Avec ce premier volet, Oshii accouche d’un polar méticuleux truffé de références religieuses. Véritable polar biblique, Oshii évoque un dieu vengeur face à la nouvelle Babel.Délaissant les moments d’esbroufe, il préfère adopter une approche classique du film d’enquête en ajoutant son lot d’interrogations sociales et politiques qui constitueront peu à peu sa marque de fabrique. Oshii montre ici que le vecteur animé peut d’ores et déjà rivaliser avec le film live en terme narratif et de mise en scène. Une constante dans les œuvres suivantes.

Patlabor 2,  un air de Tom Clancy

Ancien chef de la police des Labors, le capitaine Tsuge revient au Japon avec la ferme intention d’ouvrir les yeux de ses compatriotes. Après avoir été abandonné par son gouvernement lors d’une mission militaire pour le compte de l’ONU, il entreprend une vaste entreprise de déstabilisation du pouvoir en place. Son ancienne maîtresse et élève devenue entretemps chef de la police va s’employer à l’arrêter…
Avec le premier opus, Oshii délivrait un épatant polar. Avec le second, il produit peut être l’un des films de politique fiction les plus passionnants de ces vingt dernières années. Avec ce Patlabor 2, Oshii explore toutes les interrogations suscitées sur les dissonances sociales mondiales et les différentes questions géopolitiques des années 2000, ce dix ans avant les attentats du 11 septembre. La multiplicité des plans séquences et la qualité de la photographie donnent à l’ensemble une époustouflante  cohésion graphique. Quand à la conversation sur le quai, sans doute le moment de grâce du film, elle constitue sans doute une des plus belles réflexions sur le passé, le présent et l’avenir de nos sociétés. Contemplatif à défaut d’être spectaculaire, Oshii signe avec Patlabor 2 une alternative à la surenchère hoolywoodienne.

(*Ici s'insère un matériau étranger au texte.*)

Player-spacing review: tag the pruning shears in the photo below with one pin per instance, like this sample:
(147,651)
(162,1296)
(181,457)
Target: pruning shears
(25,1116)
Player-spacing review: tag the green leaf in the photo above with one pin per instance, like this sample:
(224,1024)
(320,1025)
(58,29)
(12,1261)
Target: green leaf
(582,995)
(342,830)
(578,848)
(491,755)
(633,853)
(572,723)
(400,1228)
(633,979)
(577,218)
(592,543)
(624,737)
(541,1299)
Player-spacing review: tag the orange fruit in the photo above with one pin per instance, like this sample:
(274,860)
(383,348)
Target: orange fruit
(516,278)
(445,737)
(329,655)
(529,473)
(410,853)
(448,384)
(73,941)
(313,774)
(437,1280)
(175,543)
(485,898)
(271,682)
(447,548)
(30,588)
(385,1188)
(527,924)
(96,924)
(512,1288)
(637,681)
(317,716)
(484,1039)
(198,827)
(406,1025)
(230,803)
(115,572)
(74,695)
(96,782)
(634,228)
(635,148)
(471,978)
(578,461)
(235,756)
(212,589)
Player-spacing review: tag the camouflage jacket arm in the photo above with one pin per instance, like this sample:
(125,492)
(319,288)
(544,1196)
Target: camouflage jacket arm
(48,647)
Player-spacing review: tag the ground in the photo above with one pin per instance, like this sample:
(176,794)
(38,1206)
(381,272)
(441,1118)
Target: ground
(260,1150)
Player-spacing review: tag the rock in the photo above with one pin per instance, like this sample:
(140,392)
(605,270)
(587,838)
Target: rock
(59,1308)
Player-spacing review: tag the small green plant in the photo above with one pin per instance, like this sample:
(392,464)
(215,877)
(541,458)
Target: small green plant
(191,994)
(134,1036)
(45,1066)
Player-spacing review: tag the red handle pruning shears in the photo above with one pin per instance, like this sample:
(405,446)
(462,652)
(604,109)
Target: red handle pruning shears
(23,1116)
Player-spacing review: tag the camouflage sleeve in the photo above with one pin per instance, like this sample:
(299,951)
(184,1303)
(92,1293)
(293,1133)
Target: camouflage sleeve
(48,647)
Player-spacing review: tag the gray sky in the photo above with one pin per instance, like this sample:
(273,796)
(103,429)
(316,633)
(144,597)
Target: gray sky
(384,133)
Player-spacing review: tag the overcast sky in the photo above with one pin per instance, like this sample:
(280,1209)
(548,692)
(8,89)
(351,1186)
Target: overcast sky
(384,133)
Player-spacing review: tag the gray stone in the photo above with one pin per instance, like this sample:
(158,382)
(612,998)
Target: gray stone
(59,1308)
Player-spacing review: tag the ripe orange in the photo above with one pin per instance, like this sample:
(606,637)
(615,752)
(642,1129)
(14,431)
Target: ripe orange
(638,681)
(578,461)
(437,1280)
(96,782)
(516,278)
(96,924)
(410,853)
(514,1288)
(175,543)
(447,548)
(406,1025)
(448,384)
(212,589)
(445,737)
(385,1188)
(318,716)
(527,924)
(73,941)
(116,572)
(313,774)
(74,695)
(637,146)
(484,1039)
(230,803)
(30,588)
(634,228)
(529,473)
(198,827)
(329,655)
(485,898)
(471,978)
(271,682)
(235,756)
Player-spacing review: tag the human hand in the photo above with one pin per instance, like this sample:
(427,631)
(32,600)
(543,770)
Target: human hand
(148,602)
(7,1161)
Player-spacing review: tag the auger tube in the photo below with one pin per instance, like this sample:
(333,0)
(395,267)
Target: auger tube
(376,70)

Ghost in the shell, l’Homme et la machine

Quinze ans après Blade Runner de Ridley Scott, Mamoru porte à l’écran sa propre réflexion sur les rapports entre l’Homme et les intelligences artificielles, s’interrogeant sur leur possible humanité. Pour ce faire il adapte librement le manga  éponyme de Masamune  Shirow, mais en délaissant le côté hardware et les orientations politiques séditieuses originelles.
Ghost in the shell plonge le spectateur au cœur d’une sombre affaire d’espionnage que tente de résoudre une unité d’élite de la police, la section 9. A sa tête, le major Kusanagi mi femme mi machine est en proie au doute sur sa propre identité.
Œuvre glaçante portée par un subtil questionnement métaphysique et la musique éthérée de Kenji Kawai, Ghost in the shell est le film qui a définitivement implanté le genre en Occident. Adulé par James Cameron puis largement copié par les Wachowski, Ghost in the shell constitue une des plus belles références au sein de la science-fiction ces vingt dernières années. De là à dire que le film boucle un cycle commencé avec 2001,l’odyssée de l’espace puis poursuivi par Blade Runner, il n’y a qu’un pas. Dans tous les cas, le film continue de passionner les cinéphiles et cinéastes du monde entier quinze ans après sa sortie.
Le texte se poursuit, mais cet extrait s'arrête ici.